Rav Nachman said that the time limitation for retraction only applies to a defrauded buyer, אבל מוכר לעולם חוזר – but a defrauded seller can always retract, as will be explained. The Gemara attempts to prove this from the fact that the תגרי לוד returned to the Rabbonon’s opinion after hearing that Rebbe Tarfon allowed retraction for an entire day. If time limitations apply equally to the seller, then the extension benefits them as much as it harms them!? The Gemara answers that it is uncommon for the merchants of לוד to mistakenly undercharge for their merchandise. Rami bar Chama once found his landlord upset after undercharging for wine. He told him to retract the sale, but the landlord responded that the time limitation had already passed. Rami bar Chama sent him to Rav Nachman, who ruled that a seller can retract forever, and explained: the buyer has the merchandise with him and can show it to people wherever he goes and discover his error. The seller, who does not have the merchandise, עד דמיתרמי ליה זבינתא כזבינתיה – must wait until an item for sale similar to his sold item comes to him, and only then can determine if he erred.

  • לוקח מן בעל הבית אין לו עליו אונאה

The Gemara relates an incident about someone selling silk ribbons which were worth five zuz for six but would accept five-and-a-half. A buyer realized that if he would give five-and-a-half, the overpayment would be less than a sixth and waived, so he paid him six in order to demand reimbursement of the overcharging of a sixth. However, Rava ruled that refunds only apply to a merchant, אבל בלוקח מן בעל הבית – but when buying from a homeowner, אין לו עליו אונאה – [the buyer] has no claim of אונאה against him. The Gemara records another incident in which Rav Chisda issued the same ruling, which was praised by other Amoraim. This ruling was challenged by the next Mishnah, which states that אונאה applies to a "הדיוט" – an ordinary person!? Rav Chisda explains that the Mishnah’s case is בצדרייתא – hemp garments, which were usually intended for sale, אבל מאני תשמישתיה דיקירי עליה – but regarding garments for one’s personal use, which are dear to him, he would only be willing to sell them for more than their value.
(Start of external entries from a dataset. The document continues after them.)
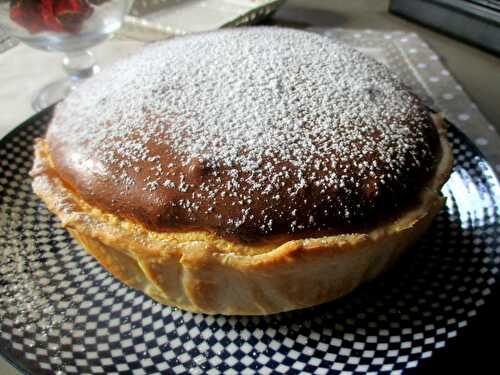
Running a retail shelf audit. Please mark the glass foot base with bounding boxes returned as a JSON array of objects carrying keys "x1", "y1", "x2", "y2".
[{"x1": 31, "y1": 78, "x2": 75, "y2": 112}]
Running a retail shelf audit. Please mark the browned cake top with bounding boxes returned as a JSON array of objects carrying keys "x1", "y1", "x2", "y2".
[{"x1": 47, "y1": 27, "x2": 439, "y2": 241}]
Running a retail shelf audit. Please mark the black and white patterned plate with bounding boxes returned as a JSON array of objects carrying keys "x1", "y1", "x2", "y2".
[{"x1": 0, "y1": 110, "x2": 500, "y2": 374}]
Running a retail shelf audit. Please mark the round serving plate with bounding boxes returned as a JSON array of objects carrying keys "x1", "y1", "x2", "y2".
[{"x1": 0, "y1": 109, "x2": 500, "y2": 374}]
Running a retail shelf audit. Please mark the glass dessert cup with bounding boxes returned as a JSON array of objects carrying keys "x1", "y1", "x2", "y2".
[{"x1": 0, "y1": 0, "x2": 133, "y2": 111}]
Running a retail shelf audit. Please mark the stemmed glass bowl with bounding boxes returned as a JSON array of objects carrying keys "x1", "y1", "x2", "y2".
[{"x1": 0, "y1": 0, "x2": 133, "y2": 110}]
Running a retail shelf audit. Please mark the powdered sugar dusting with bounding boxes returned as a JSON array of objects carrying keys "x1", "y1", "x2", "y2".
[{"x1": 49, "y1": 28, "x2": 438, "y2": 238}]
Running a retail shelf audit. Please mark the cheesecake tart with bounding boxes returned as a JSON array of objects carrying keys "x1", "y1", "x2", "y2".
[{"x1": 32, "y1": 27, "x2": 452, "y2": 315}]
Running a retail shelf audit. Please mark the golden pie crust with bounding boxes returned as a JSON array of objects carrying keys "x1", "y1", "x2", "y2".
[{"x1": 32, "y1": 116, "x2": 452, "y2": 315}]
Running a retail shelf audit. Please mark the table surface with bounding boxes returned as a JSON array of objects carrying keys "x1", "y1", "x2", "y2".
[{"x1": 0, "y1": 0, "x2": 500, "y2": 375}]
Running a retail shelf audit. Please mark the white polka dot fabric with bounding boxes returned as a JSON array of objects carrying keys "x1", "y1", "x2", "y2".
[{"x1": 311, "y1": 28, "x2": 500, "y2": 178}]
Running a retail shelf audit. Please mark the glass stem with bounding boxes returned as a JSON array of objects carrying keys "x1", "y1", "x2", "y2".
[{"x1": 63, "y1": 50, "x2": 99, "y2": 83}]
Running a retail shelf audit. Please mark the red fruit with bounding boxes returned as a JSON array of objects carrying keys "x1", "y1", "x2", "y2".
[
  {"x1": 40, "y1": 0, "x2": 64, "y2": 32},
  {"x1": 10, "y1": 0, "x2": 45, "y2": 34}
]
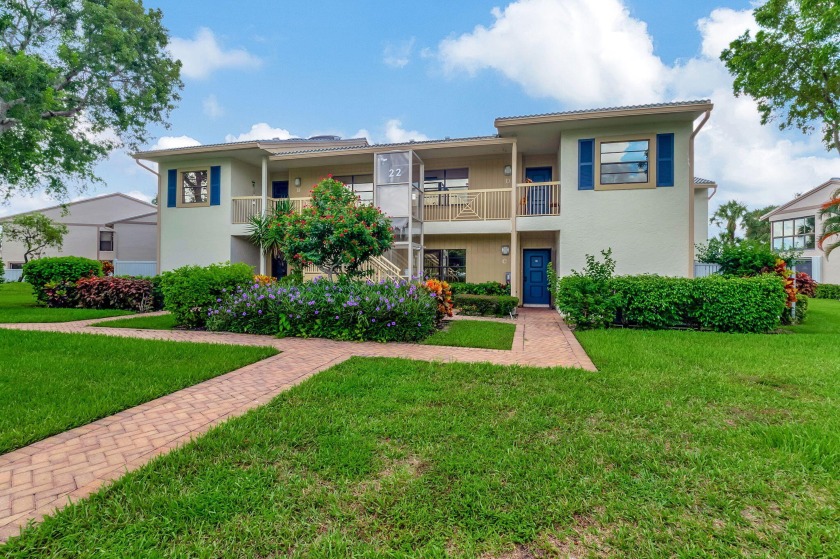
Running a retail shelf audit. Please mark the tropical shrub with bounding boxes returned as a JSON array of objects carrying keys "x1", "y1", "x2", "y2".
[
  {"x1": 449, "y1": 281, "x2": 510, "y2": 295},
  {"x1": 160, "y1": 262, "x2": 254, "y2": 328},
  {"x1": 814, "y1": 283, "x2": 840, "y2": 300},
  {"x1": 548, "y1": 249, "x2": 618, "y2": 328},
  {"x1": 74, "y1": 276, "x2": 154, "y2": 311},
  {"x1": 207, "y1": 279, "x2": 438, "y2": 342},
  {"x1": 455, "y1": 295, "x2": 519, "y2": 316},
  {"x1": 23, "y1": 256, "x2": 102, "y2": 306},
  {"x1": 425, "y1": 279, "x2": 453, "y2": 322}
]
Rashi explains that since homeowners usually overcharge for such items, it is tantamount to informing the buyer he is being overcharged, which is not subject to אונאה, as below.
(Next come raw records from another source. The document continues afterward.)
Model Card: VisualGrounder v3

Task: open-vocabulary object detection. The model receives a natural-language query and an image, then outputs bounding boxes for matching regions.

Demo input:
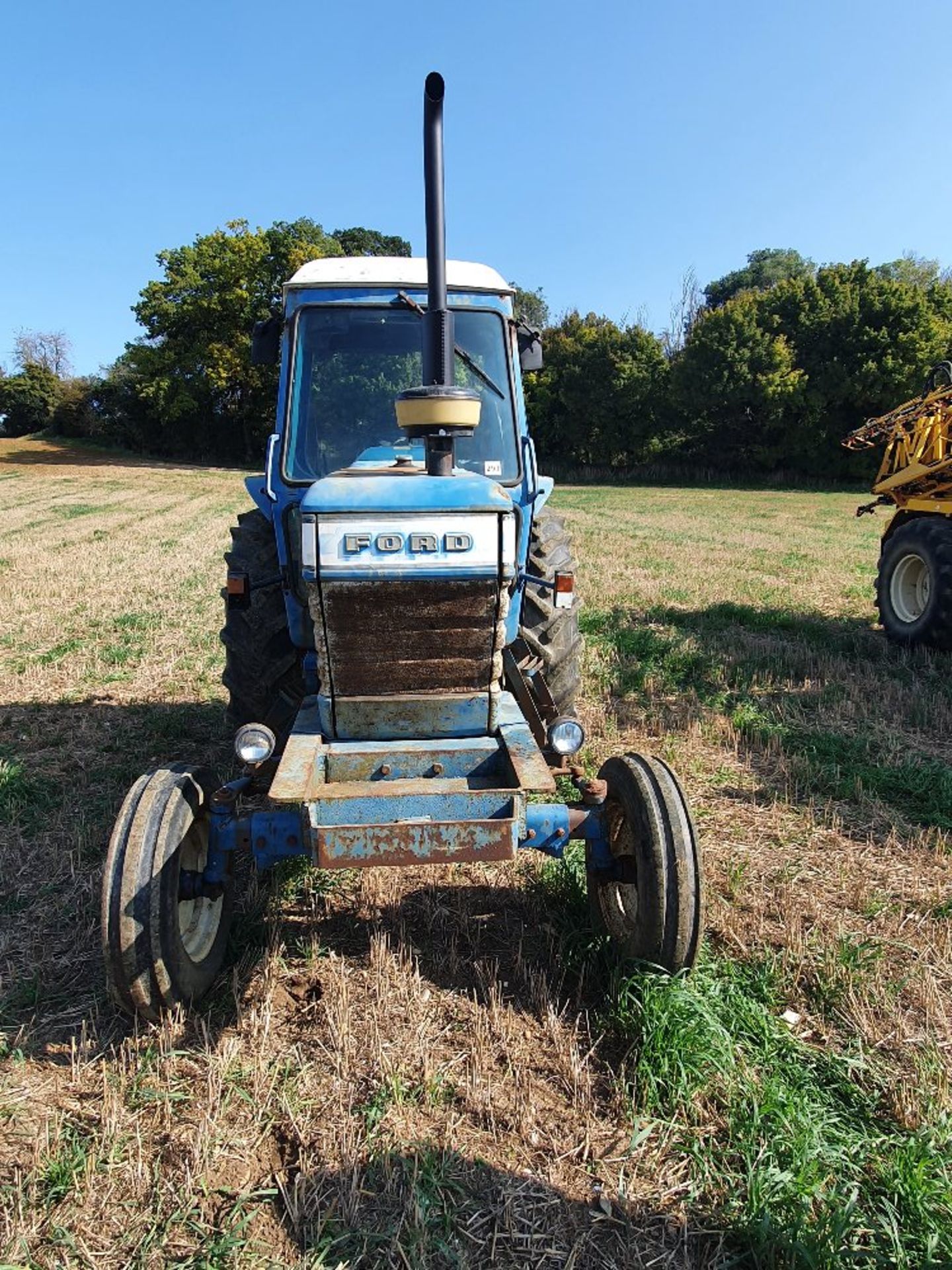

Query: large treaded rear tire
[876,516,952,649]
[221,508,305,745]
[519,507,581,714]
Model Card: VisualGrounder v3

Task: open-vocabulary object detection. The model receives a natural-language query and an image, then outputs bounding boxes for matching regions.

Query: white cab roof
[284,255,513,296]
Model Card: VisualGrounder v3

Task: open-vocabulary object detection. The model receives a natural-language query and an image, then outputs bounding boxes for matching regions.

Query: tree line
[0,217,952,478]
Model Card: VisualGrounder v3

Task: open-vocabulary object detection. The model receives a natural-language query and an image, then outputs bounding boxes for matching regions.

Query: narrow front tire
[586,754,703,974]
[102,765,232,1021]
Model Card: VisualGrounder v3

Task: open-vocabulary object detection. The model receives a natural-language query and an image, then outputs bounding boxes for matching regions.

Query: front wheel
[876,516,952,649]
[102,765,232,1020]
[586,754,702,974]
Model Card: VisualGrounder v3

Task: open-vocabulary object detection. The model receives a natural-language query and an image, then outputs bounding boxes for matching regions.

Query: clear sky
[0,0,952,372]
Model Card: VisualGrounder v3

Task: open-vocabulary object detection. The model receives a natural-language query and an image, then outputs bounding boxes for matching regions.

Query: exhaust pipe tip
[426,71,446,102]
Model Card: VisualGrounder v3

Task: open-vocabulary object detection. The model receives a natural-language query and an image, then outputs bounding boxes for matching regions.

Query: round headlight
[548,715,585,754]
[235,722,277,763]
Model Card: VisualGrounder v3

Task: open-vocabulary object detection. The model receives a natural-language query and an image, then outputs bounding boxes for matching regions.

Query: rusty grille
[319,579,499,696]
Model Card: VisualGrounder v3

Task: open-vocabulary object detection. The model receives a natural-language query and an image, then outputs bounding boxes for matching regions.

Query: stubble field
[0,439,952,1270]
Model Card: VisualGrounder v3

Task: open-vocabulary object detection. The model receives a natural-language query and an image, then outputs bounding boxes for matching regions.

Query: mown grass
[539,849,952,1270]
[0,441,952,1270]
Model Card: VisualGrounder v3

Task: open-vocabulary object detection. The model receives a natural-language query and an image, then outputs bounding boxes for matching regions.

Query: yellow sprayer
[843,362,952,649]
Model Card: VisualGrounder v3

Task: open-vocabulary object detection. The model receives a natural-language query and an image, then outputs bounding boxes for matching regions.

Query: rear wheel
[102,765,232,1020]
[876,516,952,649]
[221,508,305,747]
[588,754,702,974]
[519,507,581,714]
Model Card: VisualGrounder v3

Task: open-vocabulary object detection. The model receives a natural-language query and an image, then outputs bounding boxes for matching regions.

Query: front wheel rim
[890,551,932,625]
[178,820,225,964]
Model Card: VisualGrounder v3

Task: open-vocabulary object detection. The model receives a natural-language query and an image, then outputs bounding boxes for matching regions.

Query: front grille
[317,578,499,696]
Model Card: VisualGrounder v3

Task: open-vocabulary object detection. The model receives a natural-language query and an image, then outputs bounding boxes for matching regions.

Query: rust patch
[316,820,516,868]
[321,579,499,696]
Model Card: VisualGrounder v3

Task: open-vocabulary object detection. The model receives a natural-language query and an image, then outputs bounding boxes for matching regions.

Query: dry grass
[0,441,952,1270]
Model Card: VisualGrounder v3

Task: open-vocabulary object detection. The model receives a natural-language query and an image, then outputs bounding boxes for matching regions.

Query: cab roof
[284,255,514,296]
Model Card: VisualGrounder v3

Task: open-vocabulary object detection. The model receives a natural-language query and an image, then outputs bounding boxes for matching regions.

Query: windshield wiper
[397,291,505,402]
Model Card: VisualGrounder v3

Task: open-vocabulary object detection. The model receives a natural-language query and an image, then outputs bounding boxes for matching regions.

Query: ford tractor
[103,73,701,1019]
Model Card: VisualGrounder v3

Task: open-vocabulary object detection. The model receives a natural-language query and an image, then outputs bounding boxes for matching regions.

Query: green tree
[0,362,60,437]
[128,217,341,461]
[672,291,805,471]
[509,282,548,330]
[763,261,952,454]
[705,246,816,309]
[331,225,411,255]
[873,251,942,290]
[526,312,668,468]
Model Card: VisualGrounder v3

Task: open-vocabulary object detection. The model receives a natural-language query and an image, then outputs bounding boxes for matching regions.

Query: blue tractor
[103,73,701,1019]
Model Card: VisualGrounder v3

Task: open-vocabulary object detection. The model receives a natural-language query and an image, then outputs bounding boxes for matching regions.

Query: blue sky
[0,0,952,372]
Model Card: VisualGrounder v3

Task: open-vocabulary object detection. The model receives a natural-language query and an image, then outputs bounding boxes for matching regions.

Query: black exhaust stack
[396,71,480,476]
[422,71,456,385]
  • על מנת שאין לך עלי אונאה

The Gemara discusses one who says: על מנת שאין לך עלי אונאה – this sale is on condition that you have no claim of אונאה against me, Rav says the buyer still has a claim of אונאה against him, and the stipulation is ineffective, but Shmuel says he cannot claim אונאה against him. Rav Anan said that Shmuel clarified that only the formula “that you have no claim of אונאה against me” is effective, but if he said: על מנת שאין בו אונאה – on condition that there is no אונאה in [this sale], it is interpreted as a guarantee that he is not being overcharged, and since he is, the sale is void. The Gemara challenges Rav from a Baraisa which clearly teaches that if one says"על מנת שאין לך עלי אונאה", the buyer cannot claim אונאה against him!? Abaye says that Rav’s opinion is consistent with Rebbe Meir’s view, quoted above, and this Baraisa is Rebbe Yehudah, who disagrees. Rava answers that this Baraisa is במפרש – where [the seller] specifies that he is overcharging for the merchandise, in which case his condition is valid. A Baraisa proves this distinction.